My friend Ano Tarletz runs his farm truck on homemade bio-diesel. He says it takes one restaurant to support one truck. Since the restaurant pays Ano to take away their spent frying oil, his diesel fuel costs him “minus twenty cents per gallon.” Artist Shari Elf does not make her own bio-diesel—a neighbor who does delivers a 55 gallon drum to her house, from which she gasses up her new diesel Volkswagen Jetta. She pays $3.50 per gallon for it, but says it’s worth it.

Another large scale crop that makes my heart sing is kenaf, a relative of cotton and okra, grown as a tree-free paper, fabric and industrial fiber. It grows up to eighteen feet in five months, uses no harmful chemicals in processing, and is fully recyclable. Kenaf paper saves forests. We need to support this industry! I look for kenaf products when I buy cards and stationery.

Food Grade Plastic

Which plastics pose health hazards as containers for food or drink?

This information is from the Green Guide:

Look on the bottom of the plastic container for the recycling logo (a triangle of three arrows) with a number inside it. Sometimes, on very small containers, the number appears without a logo.

The plastics that pose no known health hazards:

1. Polyethylene Terephthalate (PET or PETE)

2. High Density Polyethylene (HDPE)

4. Low Density Polyethylene (LDPE)

5. Polypropylene (PP)

Plastics with potential health hazards:

3. Polyvinyl Chloride (PVC or vinyl)
Some research has shown that the phthalates in PVC food wraps and vinyl flooring are endocrine disruptors linked to various health problems. Water and vegetable oils sometimes are bottled in PVC, and many toys and baby teethers contain PVC.

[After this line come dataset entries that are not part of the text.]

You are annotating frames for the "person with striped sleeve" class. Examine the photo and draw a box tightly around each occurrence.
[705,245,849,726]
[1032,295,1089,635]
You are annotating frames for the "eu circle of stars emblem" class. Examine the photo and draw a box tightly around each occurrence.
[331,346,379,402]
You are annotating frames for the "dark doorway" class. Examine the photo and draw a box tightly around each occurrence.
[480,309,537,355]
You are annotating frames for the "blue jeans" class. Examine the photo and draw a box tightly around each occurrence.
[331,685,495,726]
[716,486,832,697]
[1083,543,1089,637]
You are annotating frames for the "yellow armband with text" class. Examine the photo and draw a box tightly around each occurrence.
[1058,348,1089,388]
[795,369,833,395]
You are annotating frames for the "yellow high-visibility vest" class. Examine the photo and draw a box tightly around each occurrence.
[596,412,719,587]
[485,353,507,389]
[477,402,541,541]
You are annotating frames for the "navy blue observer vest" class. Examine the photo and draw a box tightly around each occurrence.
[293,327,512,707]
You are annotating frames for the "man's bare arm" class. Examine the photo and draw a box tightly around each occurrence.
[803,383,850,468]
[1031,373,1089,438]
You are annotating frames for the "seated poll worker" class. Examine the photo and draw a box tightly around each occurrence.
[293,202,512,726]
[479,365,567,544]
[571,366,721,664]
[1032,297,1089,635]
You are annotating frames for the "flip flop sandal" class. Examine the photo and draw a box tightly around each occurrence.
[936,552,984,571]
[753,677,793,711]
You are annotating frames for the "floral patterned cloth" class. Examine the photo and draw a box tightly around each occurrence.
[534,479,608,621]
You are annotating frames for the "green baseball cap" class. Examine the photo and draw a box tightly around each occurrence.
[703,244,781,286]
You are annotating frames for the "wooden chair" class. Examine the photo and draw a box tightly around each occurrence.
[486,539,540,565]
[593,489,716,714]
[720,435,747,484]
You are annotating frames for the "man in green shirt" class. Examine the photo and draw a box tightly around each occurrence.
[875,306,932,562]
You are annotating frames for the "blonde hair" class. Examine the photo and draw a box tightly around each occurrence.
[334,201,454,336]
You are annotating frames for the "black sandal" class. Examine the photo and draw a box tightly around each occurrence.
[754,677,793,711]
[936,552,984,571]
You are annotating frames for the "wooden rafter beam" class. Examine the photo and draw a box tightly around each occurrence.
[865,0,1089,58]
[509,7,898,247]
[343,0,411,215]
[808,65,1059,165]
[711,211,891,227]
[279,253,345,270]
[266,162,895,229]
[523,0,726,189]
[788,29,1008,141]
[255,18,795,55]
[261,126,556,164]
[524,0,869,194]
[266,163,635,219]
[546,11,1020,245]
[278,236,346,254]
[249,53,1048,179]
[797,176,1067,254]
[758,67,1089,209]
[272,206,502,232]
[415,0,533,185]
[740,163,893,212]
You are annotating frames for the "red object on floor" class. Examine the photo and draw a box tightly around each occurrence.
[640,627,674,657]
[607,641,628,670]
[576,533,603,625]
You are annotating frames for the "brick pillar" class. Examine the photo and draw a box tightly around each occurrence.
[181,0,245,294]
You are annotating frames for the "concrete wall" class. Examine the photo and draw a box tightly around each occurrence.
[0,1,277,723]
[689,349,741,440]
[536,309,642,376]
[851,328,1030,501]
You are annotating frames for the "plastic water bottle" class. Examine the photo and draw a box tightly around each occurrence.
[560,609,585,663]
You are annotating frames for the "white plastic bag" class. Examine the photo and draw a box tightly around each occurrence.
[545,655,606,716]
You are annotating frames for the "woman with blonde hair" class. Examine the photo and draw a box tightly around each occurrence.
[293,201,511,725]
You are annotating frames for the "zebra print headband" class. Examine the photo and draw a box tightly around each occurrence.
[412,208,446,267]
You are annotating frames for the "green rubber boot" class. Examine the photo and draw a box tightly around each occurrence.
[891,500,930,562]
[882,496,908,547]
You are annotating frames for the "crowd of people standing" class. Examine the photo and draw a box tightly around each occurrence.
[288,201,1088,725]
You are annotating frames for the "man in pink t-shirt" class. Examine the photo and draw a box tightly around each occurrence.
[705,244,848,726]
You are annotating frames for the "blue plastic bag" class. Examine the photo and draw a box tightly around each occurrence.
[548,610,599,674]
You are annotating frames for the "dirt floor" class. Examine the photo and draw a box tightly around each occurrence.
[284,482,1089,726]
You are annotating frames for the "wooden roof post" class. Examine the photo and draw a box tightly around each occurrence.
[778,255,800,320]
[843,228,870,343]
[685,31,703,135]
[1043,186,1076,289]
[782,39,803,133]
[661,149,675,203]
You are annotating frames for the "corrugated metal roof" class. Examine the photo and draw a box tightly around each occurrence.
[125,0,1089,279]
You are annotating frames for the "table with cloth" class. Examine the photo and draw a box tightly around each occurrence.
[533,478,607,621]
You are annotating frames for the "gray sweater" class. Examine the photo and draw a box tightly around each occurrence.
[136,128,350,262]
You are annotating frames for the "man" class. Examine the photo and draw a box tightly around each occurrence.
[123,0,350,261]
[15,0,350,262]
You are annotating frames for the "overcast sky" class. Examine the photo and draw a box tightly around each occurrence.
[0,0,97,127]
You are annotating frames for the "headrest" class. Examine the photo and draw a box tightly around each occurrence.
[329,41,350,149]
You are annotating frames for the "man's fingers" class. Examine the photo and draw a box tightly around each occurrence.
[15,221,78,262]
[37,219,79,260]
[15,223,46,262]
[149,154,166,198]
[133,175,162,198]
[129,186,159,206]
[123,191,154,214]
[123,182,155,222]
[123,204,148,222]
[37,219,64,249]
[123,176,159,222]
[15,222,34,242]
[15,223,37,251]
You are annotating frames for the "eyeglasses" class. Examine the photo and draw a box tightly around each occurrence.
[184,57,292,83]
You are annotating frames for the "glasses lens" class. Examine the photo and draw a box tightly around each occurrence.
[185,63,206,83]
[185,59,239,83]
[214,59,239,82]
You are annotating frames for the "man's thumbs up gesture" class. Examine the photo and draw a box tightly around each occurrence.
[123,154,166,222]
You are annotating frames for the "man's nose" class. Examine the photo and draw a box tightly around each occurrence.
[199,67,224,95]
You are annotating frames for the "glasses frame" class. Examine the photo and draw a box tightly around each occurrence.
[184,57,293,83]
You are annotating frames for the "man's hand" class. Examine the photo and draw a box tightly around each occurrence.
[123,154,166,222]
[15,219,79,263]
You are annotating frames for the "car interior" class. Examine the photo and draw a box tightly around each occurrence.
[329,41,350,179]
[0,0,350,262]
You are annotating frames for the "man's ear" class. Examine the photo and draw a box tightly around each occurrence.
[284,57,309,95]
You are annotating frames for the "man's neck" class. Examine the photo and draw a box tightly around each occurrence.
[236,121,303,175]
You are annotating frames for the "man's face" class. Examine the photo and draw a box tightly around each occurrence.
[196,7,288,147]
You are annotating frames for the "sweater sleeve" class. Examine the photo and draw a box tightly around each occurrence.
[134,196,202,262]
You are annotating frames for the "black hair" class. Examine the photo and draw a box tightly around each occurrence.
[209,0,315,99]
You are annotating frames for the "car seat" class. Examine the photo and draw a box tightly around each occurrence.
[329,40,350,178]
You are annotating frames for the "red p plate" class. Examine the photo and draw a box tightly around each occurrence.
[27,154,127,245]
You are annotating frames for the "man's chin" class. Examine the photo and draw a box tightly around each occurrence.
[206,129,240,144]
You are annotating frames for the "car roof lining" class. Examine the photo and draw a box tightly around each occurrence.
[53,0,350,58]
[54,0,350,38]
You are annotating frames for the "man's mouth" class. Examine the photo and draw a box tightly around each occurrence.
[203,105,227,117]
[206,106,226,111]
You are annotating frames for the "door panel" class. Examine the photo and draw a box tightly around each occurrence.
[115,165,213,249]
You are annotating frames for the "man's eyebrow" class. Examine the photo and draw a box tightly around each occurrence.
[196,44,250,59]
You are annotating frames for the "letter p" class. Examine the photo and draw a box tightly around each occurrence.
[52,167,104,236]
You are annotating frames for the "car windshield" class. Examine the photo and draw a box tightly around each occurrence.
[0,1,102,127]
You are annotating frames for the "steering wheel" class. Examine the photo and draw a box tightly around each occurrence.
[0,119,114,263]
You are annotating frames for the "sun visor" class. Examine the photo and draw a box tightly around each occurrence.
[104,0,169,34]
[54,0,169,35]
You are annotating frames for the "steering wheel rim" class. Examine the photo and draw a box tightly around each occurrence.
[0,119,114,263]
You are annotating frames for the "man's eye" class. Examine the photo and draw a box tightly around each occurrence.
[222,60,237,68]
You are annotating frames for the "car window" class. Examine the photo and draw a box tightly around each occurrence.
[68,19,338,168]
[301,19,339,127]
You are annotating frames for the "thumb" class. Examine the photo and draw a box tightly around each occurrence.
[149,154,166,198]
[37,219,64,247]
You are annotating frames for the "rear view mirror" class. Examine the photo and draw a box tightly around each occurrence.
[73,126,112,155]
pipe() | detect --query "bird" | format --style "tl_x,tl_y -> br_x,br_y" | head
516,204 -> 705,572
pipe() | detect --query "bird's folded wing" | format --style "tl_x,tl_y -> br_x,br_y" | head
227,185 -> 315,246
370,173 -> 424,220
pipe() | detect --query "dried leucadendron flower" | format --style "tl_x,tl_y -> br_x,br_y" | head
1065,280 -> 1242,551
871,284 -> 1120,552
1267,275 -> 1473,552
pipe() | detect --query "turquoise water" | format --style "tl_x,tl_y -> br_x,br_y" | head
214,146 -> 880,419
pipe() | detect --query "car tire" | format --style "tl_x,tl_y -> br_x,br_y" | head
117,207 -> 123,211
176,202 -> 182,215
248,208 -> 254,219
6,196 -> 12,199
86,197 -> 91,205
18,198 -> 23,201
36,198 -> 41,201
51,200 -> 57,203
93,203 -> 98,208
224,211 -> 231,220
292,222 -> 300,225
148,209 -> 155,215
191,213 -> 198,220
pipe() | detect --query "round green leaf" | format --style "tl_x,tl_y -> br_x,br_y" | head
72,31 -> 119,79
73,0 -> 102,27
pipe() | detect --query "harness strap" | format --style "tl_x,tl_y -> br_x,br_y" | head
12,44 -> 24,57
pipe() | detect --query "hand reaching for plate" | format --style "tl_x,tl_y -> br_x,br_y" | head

6. Polystyrene (PS or Styrofoam)
Styrene is a possible carcinogen and endocrine disruptor. Avoid consuming hot liquids, fatty foods or alcoholic drinks from styrofoam containers, as these leach out styrene. Some opaque plastic cutlery is PS as well.

7. Other resins, including polycarbonate (PC):
Bisphenol-A (BPA), a main building block for PC products, is an endocrine disruptor. Most clear baby bottles and five gallon water bottles, as well as Lexan (Nalgene) water bottles and plastic-lined food cans, are made of PC.